Figure 7. Comparison of the effects of NRR antibody WC75 or GSI on Notch1-dependent target gene expression in DND-41 cells.

A) Following treatment of DND-41 cells for 72 hr with either DMSO (0.08%), GSI (compound E, 1 µM), control nonspecific human antibody (10 µg/ml), or NRR antibody WC75 (10 µg/ml), the expression levels of 20 genes that define a T-ALL-specific Notch1 signature were measured with a ligation-mediated amplification/fluorescent bead-based detection system. Each column represents an independent experimental replicate. Dark red indicates high gene expression and dark blue low gene expression. Notch marker gene expression is depicted as a ratio of the expression of the marker gene relative to the mean of four control genes.
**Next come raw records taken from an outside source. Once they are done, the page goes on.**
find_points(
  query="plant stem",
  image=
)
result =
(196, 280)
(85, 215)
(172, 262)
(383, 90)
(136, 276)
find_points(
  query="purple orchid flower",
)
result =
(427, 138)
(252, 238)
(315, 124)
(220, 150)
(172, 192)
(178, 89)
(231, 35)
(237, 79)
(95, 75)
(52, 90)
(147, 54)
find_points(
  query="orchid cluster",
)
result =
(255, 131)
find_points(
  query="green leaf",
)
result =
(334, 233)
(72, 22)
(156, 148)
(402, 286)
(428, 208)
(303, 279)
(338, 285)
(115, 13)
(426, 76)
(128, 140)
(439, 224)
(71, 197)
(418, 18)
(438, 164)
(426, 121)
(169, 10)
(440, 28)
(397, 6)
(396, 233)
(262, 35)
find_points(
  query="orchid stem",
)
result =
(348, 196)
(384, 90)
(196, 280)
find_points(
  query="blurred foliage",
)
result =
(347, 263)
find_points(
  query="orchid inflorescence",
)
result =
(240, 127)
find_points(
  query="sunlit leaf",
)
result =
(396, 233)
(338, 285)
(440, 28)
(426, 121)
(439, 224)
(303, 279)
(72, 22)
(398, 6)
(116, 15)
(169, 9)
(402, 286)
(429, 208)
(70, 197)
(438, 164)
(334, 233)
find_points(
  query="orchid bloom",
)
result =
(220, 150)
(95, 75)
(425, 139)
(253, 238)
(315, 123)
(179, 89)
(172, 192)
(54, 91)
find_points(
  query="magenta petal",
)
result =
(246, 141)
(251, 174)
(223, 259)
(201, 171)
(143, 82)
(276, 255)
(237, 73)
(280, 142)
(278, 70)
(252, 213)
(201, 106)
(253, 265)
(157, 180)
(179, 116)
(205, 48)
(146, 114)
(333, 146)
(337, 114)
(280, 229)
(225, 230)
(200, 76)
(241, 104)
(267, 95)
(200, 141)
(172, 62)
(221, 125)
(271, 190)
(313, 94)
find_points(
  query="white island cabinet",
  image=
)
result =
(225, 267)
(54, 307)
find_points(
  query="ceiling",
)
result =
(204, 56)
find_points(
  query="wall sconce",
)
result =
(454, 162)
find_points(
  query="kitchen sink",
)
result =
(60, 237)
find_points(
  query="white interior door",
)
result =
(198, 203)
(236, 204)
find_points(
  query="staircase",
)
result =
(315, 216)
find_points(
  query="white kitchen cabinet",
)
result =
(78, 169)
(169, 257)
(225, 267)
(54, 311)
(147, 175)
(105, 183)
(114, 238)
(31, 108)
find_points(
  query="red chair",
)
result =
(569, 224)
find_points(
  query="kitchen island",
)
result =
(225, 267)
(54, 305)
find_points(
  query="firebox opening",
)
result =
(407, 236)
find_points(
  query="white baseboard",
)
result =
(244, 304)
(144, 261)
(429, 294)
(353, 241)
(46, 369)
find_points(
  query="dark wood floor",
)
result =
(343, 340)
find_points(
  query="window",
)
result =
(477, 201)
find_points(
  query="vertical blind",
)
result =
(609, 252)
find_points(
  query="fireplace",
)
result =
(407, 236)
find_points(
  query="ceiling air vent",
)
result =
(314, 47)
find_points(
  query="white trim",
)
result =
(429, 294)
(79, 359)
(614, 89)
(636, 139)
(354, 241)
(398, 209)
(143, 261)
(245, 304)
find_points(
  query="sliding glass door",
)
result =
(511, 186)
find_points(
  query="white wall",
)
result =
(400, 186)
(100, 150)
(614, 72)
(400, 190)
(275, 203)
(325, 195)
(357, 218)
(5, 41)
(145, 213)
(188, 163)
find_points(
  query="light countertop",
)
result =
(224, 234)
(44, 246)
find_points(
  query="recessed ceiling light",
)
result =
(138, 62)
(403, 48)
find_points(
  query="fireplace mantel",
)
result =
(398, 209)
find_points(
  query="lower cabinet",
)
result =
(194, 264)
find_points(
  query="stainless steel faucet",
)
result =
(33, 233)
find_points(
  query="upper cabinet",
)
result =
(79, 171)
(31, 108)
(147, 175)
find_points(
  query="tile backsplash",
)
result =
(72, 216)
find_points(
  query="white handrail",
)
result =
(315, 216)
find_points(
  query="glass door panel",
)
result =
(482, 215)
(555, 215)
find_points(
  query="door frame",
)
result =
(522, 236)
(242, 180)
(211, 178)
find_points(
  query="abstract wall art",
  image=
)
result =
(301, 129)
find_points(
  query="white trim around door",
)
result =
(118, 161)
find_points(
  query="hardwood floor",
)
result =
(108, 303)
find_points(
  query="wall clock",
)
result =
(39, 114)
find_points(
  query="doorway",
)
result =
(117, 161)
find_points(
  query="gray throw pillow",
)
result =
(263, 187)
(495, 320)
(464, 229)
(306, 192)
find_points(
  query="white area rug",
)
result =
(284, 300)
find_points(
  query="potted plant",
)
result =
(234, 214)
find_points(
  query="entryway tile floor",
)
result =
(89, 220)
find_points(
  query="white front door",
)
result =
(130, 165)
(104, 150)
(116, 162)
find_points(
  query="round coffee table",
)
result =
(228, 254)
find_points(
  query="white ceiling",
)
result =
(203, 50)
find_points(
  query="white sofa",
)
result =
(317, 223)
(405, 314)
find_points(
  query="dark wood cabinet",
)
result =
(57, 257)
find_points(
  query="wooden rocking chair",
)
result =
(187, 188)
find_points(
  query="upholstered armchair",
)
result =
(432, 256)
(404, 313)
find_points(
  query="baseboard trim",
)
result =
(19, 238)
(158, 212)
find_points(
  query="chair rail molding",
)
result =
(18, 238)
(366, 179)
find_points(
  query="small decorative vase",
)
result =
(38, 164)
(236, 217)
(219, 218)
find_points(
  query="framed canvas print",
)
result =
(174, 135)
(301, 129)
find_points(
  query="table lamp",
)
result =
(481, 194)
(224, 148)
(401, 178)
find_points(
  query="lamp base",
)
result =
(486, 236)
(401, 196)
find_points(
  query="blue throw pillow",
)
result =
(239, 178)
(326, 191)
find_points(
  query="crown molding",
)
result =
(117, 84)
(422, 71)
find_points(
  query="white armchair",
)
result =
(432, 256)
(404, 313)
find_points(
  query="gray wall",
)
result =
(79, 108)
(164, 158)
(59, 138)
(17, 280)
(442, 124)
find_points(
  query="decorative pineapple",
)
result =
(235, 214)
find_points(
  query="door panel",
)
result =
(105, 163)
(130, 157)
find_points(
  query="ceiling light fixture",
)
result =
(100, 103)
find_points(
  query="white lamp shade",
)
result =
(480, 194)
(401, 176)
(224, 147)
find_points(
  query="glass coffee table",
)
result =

The summed score combines expression ratios by summing them with a sign determined by the expected direction of regulation as determined from the positive controls (GSI-treated). The weighted summed score metric is a variant of the summed score metric that combines expression ratios by summing them with a weight and sign determined by the signal-to-noise ratio of the positive control (GSI-treated) and negative controls (DMSO-treated). B) DTX1 and c-MYC expression levels assessed by qRT-PCR following 3 days of treatment of DND-41 cells with control nonspecific human antibody (IgG, 10 µg/ml), WC75 NRR-N1 antibody (10 µg/ml), or GSI (compound E, 1 µM). Expression of each transcript was determined in triplicate, and each experiment was repeated three times.

Figure 8. NRR WC75 Notch1 antibody proliferation of T-ALL cells.

Proliferation of DND-41 (L1594P/D1610V NRR-N1 mutations) and KOPT-K1 (L1601P NRR-N1 mutation) cells (2.5×10³ cells/well) was assessed in a 384-well format for up to 5 days in the presence of either the WC75 antibody (10 µg/ml) or the gamma secretase inhibitor compound E (GSI, 100 nM). Growth inhibition was measured by CellTiter-Glo® (Promega).